Ao voltar, as quatro da tarde, deixando o sol, o vento, o calor, as areias, seguimos pro ponto de partida, pra pegar o onibus que entao os levaria ate aix de volta, pra dormir e talvez sair a noite, o que aconteceu foi que esperamos uma hora pelo onibus, ja ao lado de outras dez pessoas que tambem queriam muito voltar... e quando um certo ônibus indicando que iria ate aix passou e não parou, e fez todos correrem atrás e falarem cinco línguas ou mais ou mesmo tempo e fez pensar: “e agora?”... você diria, fácil, espera o outro! Sim, se fosse outra cidade, outra parte, outro lugar, mas aqui, de sábado, não havia mais, e estávamos a uma hora e meia ou quase duas horas de casa...
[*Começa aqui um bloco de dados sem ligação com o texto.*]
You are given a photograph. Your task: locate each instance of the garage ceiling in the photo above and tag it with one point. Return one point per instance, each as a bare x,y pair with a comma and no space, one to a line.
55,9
o que fazer? Liguei pra informação, falei um francês que nunca me ouvi falar, rapidamente perguntei onde deveria esperar o o ônibus e o que deveria fazer, ia bem a comunicação quando percebi que não obtive mais resposta, havia acabo o credito do celular.... sem compreender, sem saber o que fazer, cansados e confusos, pegamos um ônibus pra marseille, de la sairia outro pra aix, e então chegaríamos em casa, já chateados com a mudança e preocupados com o dinheiro que terminara, pegamos e por gentileza de um francês, não precisamos pagar, e éramos muito e rabugentos e nervosos... ao chegar em marseill emeia hora de transito, enfurecedor e quente... descemos no ponto final que não corresponde a Gare de marseille, diante da replica do Arc du Triomphe..., distante e longa caminhada ate a Gare, por entre um corredor de rua gigante ate o porto, ate o ponto... Lojas e pessoas, línguas e sol, fome e cansaço e esperando de chegar em casa cedo...
ao entrar no ônibus, por sorte todos juntos, e sentarmos, e felizes, finalmente ao caminho de casa.... a ultima ma noticias, havia ao fundo imbecis ingleses cantando em coro alto na calor do ônibus qualquer coisa em comemoração ao jogo que acabram de ganhar, não era justo cantar alto dentro daquele ônibus, não era justo em coro, naquele calor , naquele percurso, naquele histórico... eventualmente pronunciava palavras grosseiras em francês... mas de nada adiantava!!!! Era agüentar aquele bando de monstros ingleses grocejando em inglês na franca e suportar por uns segundos o transito que preenchia feito mar a pequena estrada que ainda tínhamos que correr...

Era noite, enfim, quatro horas depois estávamos em casa, lavar-se, louvar-se que, apesar de tudo, do belíssimo dia... do mar, do sol, dos saios, do vento, da experiência, e experiências que vão se tornando malicias e sabedorias aos poucos, e quem sabe, ate o final desses seis meses não saberemos já os erros dos franceses e como escapar deles!!!

Navegar
Navegar
Mais um mar sobre um mar de gente....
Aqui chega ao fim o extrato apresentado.